The 2007 report of the United Nations (UNCTAD) emphasises regional cooperation between developing countries
TRADE AND DEVELOPMENT REPORT, 2007 — Regional Cooperation for Development: United Nations (UNCTAD), Academic Foundation, 4772-73/23 Bharat Ram Road (23 Ansari Raod), Darya Ganj, New Delhi-110002. Rs. 795.
Beginning on a happy note of the world economy continuing to maintain its expansionary momentum, the Trade and Development Report, 2007 reflects and tacitly endorses the growing phenomenon of regional pacts and arrangements. “In the absence of an appropriate multilateral framework, regional cooperation is likely to be a viable second-best solution.”
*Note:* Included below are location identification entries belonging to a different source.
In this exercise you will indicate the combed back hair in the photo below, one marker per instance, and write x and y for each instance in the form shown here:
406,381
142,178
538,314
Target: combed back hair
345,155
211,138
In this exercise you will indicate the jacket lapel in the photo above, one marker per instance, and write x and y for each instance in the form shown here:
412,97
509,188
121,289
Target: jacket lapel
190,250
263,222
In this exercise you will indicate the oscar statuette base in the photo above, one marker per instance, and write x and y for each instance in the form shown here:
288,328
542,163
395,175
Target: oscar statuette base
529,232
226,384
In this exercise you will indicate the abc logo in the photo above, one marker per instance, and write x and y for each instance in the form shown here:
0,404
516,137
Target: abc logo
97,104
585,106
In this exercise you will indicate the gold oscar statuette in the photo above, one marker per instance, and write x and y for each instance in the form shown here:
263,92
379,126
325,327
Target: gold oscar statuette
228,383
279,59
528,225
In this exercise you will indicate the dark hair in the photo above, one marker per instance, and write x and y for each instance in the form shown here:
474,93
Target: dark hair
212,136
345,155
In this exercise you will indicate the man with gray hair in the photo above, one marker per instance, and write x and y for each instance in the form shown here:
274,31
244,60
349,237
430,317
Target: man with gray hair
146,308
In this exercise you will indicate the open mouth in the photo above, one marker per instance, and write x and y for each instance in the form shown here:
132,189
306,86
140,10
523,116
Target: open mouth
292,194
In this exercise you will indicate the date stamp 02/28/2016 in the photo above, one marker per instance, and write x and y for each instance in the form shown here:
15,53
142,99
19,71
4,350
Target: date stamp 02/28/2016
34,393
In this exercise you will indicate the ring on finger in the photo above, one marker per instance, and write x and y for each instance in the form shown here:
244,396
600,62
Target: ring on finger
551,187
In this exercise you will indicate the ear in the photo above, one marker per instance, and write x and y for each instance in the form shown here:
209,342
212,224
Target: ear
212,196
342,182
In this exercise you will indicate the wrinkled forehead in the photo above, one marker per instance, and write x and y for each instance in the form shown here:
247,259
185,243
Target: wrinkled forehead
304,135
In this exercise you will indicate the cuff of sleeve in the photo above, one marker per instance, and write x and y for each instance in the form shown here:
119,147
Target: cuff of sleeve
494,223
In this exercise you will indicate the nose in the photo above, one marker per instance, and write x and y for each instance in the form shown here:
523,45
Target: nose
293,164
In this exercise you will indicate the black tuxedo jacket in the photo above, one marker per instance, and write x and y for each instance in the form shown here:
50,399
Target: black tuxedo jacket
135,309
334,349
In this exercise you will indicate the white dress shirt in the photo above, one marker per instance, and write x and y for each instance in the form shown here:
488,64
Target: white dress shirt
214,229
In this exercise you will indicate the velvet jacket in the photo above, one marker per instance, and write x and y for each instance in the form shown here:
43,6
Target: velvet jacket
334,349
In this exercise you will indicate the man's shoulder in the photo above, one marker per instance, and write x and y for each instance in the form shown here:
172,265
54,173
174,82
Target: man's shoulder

As the fastest growing region, East and South Asia led by China and India, continues to drive the world economy; developing countries recorded almost 30 per cent rise in per capita GDP between 2003 and 2007 versus 10 per cent in the G-7 countries. Per capita GDP in Africa, West Asia and Latin America increased by more than 15 per cent over the past five years, a rate not seen in these regions since the early 1980s. The transition economies of South-East Europe and the CIS (Commonwealth of Independent States) have been the most rapidly growing sub-regions since 1999-2000, with an accumulated increase in per capita income of almost 75 per cent.
The dynamics of overall growth in developing countries have been stimulated by strong growth in export revenues: developing economies more than doubled their real exports during 1998-2006, whereas those of the G-7 rose by less than 50 per cent. The share of the developing countries in global trade rose from 29 per cent in 1996 to 37 per cent in 2006. For developing countries in particular a stable external sector is crucial. For a safeguard against manipulation of exchange rates, wage rates, taxes or subsides, it is argued that the globalised economy needs a new code of conduct to govern overall competition between nations and thus avoid the fight for market shares. It is further suggested that changes in the real exchange rate should be subject to multilateral oversight and disciplines. Realising that such a solution at the global level has indeed a dim prospect, initiatives for monetary cooperation at the regional level have received increasing attention in recent years.
Regional cooperation between developing countries has to extend beyond trade liberalisation to include policy areas which strengthen the potential for growth and structural change in these countries. Regional economic cooperation can provide means to help countries cope better with globalisation. A marked tendency to give priority to market forces in determining factor allocation is reflected in the increasing number of regional and bilateral RTAs (regional trade agreements), FTAs (free trade agreements) or PTAs (preferential trade agreements) especially during the last 20 years. The number of such trade agreements notified to the GATT/WTO shot up from 20 in 1990 to 86 in 2000 and to 159 in 2007. The WTO in its The Future of the WTO decries this proliferation of RTAs and FTAs, as in its view they render the MFN (most-favoured nation) principle the exception rather than the rule, and lead to increased discrimination in world trade. The trend labelled as “new regionalism” denotes a departure from multilateralism; it has grown out of a sense of frustration at the slow progress in satisfactory multilateral trade negotiations.
Over the past 20 years, intra-regional trade in all developing regions has expanded faster than extra-regional trade. In East Asia, it represents almost half of that region’s total trade; in Latin America excluding Mexico, it is 30 per cent. Intraregional trade among the economies in transition that are members of the CIS accounted for about a quarter of the group’s total trade in 2005. In the case of ASEAN (Association of Southeast Asian Nations), intraregional trade on weighted average is 25 per cent of its total trade. Developing countries in East and Southeast Asia accounted for almost 50 per cent of total ASEAN trade in 2005 compared to 30 per cent in 1990. In addition to better market access that the FTAs/RTAs provide, they may also attract more FDI to the developing country partner.
Overall, the Report strongly brings out that the developing countries would serve their interests better by advancing multilateral trade negotiations, of course, with a stronger development dimension built into international trade rules.
The growing importance of logistics attracts attention today as never before. High transport costs and poor connectivity are detrimental to a country’s development; for landlocked countries, they pose a particular challenge. Enhancing trade with partners outside the region would require an emphasis on measures such as pre-arrival customs clearance at seaports, joint border operations, mutual recognition of trade and transport-related documents and licences, and customs automation at border crossings. It is maintained, “More trade leads to better and less expensive transport services, which in turn results in more intraregional trade”; so also in regard to regional management and investment projects in the areas of energy and water supply. An efficient energy infrastructure is a precondition for economic development in general, and for industrial development and diversification in particular. “Regional energy cooperation can leverage the necessary external support for the huge public investment needed to develop the energy infrastructure.”